To solve the given problem step by step, we will break it down into two parts as specified in the question.
### Part (a): Find the projection of \( \vec{BC} \) on \( \vec{AB} \)
1. **Determine the coordinates of points A, B, and C**:
- \( A(2, 3, 4) \)
- \( B(4, 3, 2) \)
- \( C(5, 2, -1) \)
2. **Find the vectors \( \vec{AB} \) and \( \vec{BC} \)**:
- \( \vec{AB} = \vec{B} - \vec{A} = (4 - 2, 3 - 3, 2 - 4) = (2, 0, -2) \)
- \( \vec{BC} = \vec{C} - \vec{B} = (5 - 4, 2 - 3, -1 - 2) = (1, -1, -3) \)

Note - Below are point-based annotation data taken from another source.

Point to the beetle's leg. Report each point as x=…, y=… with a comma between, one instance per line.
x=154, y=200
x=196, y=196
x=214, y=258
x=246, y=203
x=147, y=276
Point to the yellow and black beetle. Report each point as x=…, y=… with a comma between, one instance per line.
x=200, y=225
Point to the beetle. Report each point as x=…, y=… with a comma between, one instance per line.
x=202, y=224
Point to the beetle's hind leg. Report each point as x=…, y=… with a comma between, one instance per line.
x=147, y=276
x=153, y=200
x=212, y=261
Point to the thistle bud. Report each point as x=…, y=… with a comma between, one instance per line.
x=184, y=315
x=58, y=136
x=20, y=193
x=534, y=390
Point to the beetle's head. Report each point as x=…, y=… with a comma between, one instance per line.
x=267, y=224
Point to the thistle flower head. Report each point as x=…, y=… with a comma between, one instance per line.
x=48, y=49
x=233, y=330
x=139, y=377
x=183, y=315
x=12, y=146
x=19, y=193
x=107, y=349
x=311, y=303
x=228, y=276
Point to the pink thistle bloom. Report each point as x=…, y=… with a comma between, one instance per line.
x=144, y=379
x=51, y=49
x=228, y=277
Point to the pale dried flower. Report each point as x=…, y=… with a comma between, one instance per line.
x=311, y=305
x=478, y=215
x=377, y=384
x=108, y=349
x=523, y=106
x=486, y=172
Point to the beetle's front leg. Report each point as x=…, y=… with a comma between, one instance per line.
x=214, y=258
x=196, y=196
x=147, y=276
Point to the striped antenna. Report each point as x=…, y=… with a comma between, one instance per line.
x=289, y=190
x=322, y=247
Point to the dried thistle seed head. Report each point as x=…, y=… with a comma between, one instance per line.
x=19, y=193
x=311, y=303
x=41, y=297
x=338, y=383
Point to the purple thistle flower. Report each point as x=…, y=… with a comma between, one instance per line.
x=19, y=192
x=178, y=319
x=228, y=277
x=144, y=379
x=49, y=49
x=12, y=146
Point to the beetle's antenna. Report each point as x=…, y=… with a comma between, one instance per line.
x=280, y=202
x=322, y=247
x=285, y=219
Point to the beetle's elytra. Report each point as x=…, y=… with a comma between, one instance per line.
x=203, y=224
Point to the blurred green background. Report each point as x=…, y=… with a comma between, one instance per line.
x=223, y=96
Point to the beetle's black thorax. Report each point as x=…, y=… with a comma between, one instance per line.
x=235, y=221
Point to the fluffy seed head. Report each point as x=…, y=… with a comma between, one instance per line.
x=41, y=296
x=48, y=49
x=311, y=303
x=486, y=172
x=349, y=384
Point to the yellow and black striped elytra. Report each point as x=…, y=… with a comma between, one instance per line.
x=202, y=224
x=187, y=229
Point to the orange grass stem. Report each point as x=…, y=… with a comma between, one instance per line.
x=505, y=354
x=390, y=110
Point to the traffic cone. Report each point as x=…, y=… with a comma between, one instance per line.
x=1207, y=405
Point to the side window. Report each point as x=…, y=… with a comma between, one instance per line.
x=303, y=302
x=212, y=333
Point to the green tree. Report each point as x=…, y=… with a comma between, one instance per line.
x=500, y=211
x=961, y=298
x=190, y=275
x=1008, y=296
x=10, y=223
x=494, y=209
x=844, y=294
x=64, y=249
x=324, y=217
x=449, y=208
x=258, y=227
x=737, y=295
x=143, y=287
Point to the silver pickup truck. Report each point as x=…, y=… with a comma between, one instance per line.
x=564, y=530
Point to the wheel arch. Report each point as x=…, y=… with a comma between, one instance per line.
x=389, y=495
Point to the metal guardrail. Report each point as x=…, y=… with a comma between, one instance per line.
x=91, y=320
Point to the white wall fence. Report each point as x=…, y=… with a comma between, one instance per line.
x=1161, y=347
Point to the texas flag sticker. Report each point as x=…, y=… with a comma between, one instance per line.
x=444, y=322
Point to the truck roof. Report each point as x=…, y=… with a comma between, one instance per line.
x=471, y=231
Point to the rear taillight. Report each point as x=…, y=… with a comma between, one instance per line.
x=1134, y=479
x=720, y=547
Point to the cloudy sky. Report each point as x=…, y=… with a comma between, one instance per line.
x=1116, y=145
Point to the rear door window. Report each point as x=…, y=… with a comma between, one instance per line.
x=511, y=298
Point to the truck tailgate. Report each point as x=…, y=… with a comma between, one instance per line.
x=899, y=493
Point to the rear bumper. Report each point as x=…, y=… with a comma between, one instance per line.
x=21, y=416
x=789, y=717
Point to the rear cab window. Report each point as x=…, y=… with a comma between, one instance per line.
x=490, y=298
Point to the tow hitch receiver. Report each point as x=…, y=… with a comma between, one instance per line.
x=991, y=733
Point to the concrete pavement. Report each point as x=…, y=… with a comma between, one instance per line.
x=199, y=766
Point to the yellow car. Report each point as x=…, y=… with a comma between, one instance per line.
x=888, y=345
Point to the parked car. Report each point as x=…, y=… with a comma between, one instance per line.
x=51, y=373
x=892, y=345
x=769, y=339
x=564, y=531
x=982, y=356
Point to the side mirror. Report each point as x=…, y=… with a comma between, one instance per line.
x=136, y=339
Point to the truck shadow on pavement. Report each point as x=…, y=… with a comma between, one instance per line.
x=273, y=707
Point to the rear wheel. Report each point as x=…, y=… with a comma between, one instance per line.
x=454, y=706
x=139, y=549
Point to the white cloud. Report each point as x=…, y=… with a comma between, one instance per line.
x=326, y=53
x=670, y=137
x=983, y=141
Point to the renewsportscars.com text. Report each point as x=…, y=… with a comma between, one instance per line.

3. **Calculate the magnitude of \( \vec{AB} \)**:
\[
|\vec{AB}| = \sqrt{(2)^2 + (0)^2 + (-2)^2} = \sqrt{4 + 0 + 4} = \sqrt{8}
\]
4. **Find the dot product \( \vec{BC} \cdot \vec{AB} \)**:
\[
\vec{BC} \cdot \vec{AB} = (1)(2) + (-1)(0) + (-3)(-2) = 2 + 0 + 6 = 8
\]
5. **Calculate the projection of \( \vec{BC} \) on \( \vec{AB} \)**:
\[
\text{Projection of } \vec{BC} \text{ on } \vec{AB} = \frac{\vec{BC} \cdot \vec{AB}}{|\vec{AB}|} = \frac{8}{\sqrt{8}} = \sqrt{8}
\]
### Part (b): Find the area of triangle ABC
1. **Use the formula for the area of triangle formed by two vectors**:
\[
\text{Area} = \frac{1}{2} |\vec{AB} \times \vec{BC}|
\]
2. **Set up the determinant for the cross product \( \vec{AB} \times \vec{BC} \)**:
\[
\vec{AB} = (2, 0, -2), \quad \vec{BC} = (1, -1, -3)
\]
\[
\vec{AB} \times \vec{BC} = \begin{vmatrix}
\hat{i} & \hat{j} & \hat{k} \\
2 & 0 & -2 \\
1 & -1 & -3
\end{vmatrix}
\]
3. **Calculate the determinant**:
- Expanding the determinant:
\[
= \hat{i} \begin{vmatrix} 0 & -2 \\ -1 & -3 \end{vmatrix} - \hat{j} \begin{vmatrix} 2 & -2 \\ 1 & -3 \end{vmatrix} + \hat{k} \begin{vmatrix} 2 & 0 \\ 1 & -1 \end{vmatrix}
\]
\[
= \hat{i} (0 \cdot -3 - (-2) \cdot -1) - \hat{j} (2 \cdot -3 - (-2) \cdot 1) + \hat{k} (2 \cdot -1 - 0 \cdot 1)
\]
\[
= \hat{i} (0 - 2) - \hat{j} (-6 + 2) + \hat{k} (-2)
\]
\[
= -2\hat{i} + 4\hat{j} - 2\hat{k}
\]
4. **Find the magnitude of the cross product**:
\[
|\vec{AB} \times \vec{BC}| = \sqrt{(-2)^2 + 4^2 + (-2)^2} = \sqrt{4 + 16 + 4} = \sqrt{24} = 2\sqrt{6}
\]
5. **Calculate the area of triangle ABC**:
\[
\text{Area} = \frac{1}{2} |\vec{AB} \times \vec{BC}| = \frac{1}{2} \cdot 2\sqrt{6} = \sqrt{6}
\]
### Final Answers:
- (a) The projection of \( \vec{BC} \) on \( \vec{AB} \) is \( \sqrt{8} \).
- (b) The area of triangle ABC is \( \sqrt{6} \) square units.